Bug 10222 - /dev/log permits anyone to forge arbitrary audit records
Summary: /dev/log permits anyone to forge arbitrary audit records
Keywords:
Status: CLOSED CURRENTRELEASE
Alias: None
Product: Red Hat Linux
Classification: Retired
Component: sysklogd
Version: 8.0
Hardware: All
OS: Linux
medium
medium
Target Milestone: ---
Assignee: Bill Nottingham
QA Contact:
URL:
Whiteboard:
Depends On:
Blocks:
TreeView+ depends on / blocked
 
Reported: 2000-03-17 15:35 UTC by David A. Wheeler
Modified: 2014-03-17 02:13 UTC (History)
4 users (show)

Fixed In Version:
Doc Type: Bug Fix
Doc Text:
Clone Of:
Environment:
Last Closed: 2004-06-18 15:36:53 UTC
Embargoed:


Attachments (Terms of Use)

Description David A. Wheeler 2000-03-17 15:35:36 UTC
Greetings; I have a Red Hat 6.1 system which uses your sysklogd program
version 1.3.31.  I've found a security issue with sysklog's
configuration.

It appears that the default configuration on this system
lets anyone write to /dev/log, e.g., ls -l:
srw-rw-rw-   1 root     root            0 Mar  6 10:54 /dev/log


This means that any local user can forge any logged message they'd like.
This can make it impossible for administrators to determine
"what's really going on"; there's no way to know which messages are real
and which are forged.  I can forge a thousand break-ins... which ones
occurred?  Did any?  Did I hide which one happened?  Here's a trivial
example:

logger -p authpriv.none "PAM_pwdb[9999]: (su) session opened for user root
by dwheeler(uid=500)"

logger -p authpriv.none "PAM_pwdb[9999]: (su) session closed for user root"

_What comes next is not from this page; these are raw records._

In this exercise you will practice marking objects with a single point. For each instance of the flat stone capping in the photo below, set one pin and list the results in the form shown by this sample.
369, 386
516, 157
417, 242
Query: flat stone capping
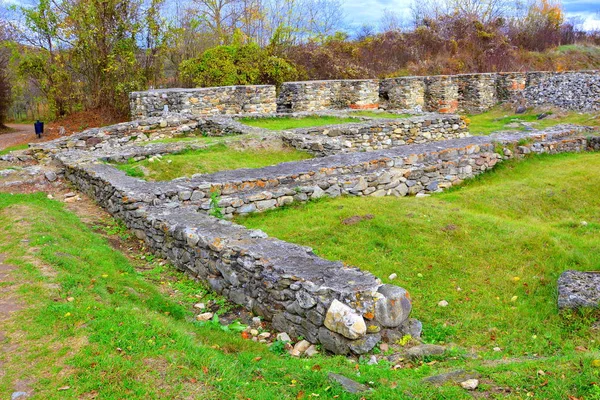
579, 289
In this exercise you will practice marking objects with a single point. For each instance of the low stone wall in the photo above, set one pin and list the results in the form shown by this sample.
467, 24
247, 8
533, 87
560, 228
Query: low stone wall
204, 101
324, 95
572, 91
343, 308
470, 93
403, 93
476, 92
376, 135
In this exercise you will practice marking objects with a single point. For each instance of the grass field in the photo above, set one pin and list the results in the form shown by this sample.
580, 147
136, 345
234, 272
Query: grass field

Obviously, this is not a "break-in" problem, but it is an audit
log integrity problem.

Simple solution: "chmod o= /dev/log".

Comment 1 Nalin Dahyabhai 2000-03-17 18:47:59 UTC
Newer versions of logger from util-linux prepend the user's name to the log
entry before sending it to syslogd, but this should really be fixed in syslogd.

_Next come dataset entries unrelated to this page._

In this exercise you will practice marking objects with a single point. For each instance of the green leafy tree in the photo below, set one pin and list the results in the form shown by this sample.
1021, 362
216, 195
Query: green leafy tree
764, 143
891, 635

Comment 2 Nalin Dahyabhai 2000-03-17 20:03:59 UTC
Per private email, logger doesn't have any special privileges, and there's no
way to fix this with the current syslogd while still making the logging facility
available to everyone.  Using a connected Unix-domain socket would let syslogd
identify the UID/GID/PID of the sending process and impose limits that way, but
this was changed to work around a DoS problem that cropped up a while back.

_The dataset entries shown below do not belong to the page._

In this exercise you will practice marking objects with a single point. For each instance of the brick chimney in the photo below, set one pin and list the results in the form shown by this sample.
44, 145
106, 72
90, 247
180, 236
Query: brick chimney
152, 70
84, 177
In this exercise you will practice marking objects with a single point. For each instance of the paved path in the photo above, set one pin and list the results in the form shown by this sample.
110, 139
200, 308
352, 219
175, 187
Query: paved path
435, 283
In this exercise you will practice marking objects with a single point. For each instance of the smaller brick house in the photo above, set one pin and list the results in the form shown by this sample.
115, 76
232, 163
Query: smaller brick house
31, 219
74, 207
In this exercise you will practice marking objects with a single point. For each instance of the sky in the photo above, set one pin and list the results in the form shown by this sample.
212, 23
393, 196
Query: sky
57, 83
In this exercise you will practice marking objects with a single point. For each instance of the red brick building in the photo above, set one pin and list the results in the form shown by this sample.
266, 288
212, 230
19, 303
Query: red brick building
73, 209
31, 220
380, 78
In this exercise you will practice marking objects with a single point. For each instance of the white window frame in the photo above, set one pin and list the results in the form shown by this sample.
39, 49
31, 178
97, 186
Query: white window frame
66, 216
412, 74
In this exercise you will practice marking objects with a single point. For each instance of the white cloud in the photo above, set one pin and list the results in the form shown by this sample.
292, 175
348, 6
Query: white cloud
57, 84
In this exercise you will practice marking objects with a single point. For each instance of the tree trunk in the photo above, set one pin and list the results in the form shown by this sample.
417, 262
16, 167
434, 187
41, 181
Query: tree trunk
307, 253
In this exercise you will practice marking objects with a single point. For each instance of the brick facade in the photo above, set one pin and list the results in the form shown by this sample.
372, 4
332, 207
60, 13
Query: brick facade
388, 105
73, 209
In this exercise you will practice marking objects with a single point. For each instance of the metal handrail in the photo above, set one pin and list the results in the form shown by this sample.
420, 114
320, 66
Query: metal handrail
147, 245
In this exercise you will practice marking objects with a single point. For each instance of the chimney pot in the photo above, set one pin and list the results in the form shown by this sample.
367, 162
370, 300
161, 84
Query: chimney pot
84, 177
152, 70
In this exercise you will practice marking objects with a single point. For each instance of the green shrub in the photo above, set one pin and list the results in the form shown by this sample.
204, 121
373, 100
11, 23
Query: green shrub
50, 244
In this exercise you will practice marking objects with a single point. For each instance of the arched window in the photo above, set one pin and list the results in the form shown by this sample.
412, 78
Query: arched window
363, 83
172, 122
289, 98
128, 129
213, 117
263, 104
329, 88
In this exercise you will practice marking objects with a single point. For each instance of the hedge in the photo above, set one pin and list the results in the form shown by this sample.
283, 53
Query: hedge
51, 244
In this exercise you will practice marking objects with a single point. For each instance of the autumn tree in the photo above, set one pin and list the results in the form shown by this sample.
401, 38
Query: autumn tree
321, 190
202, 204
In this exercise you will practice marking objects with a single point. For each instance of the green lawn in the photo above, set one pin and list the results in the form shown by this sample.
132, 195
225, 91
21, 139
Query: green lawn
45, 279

Comment 3 Nalin Dahyabhai 2000-04-05 20:26:59 UTC
Changing the permissions will break many programs, so syslog needs to be able to
distinguish between various users who send it data.

Comment 4 Andrew Bartlett 2000-11-11 08:43:32 UTC
Could all users that need to log messages be placed in a special group 'log'
with the respective changes on the /dev/log premissions?

Such a solution would also require stopping access to syslog over the network
(at least from the local computer) to avoid sombody just bypassing the
permissions. (I don't mind network based syslog being fakeable, as long as it
does not contain *my* hostname).

Also it would be nice to make it impossible for a user to write kernel messages,
or at least make sure syslogd gets its kernel input only from klogd, not
joe-random-hacker.


Comment 5 Bill Nottingham 2001-01-19 18:08:17 UTC
As for the last selection, no. Programs run as arbitrary users still
need to be able to call syslog().

Comment 6 Andrew Bartlett 2001-03-31 12:14:21 UTC
This sounds like the job for a small sgid wrapper, which would verify its input
as sane (correct timestamps, program names distinugised by username etc) and
pass it onto the standard syslog.

Is this at all possible?  Or are the implications of yet another set-uid program
not worth the bother?

Comment 7 Alan Cox 2002-12-14 22:09:05 UTC
Newer kernels have socket options to get the peer information - so it is now
possible to log this data I think


Comment 8 Josh Bressers 2004-06-18 15:36:53 UTC
Closing; This issue was fixed a while ago.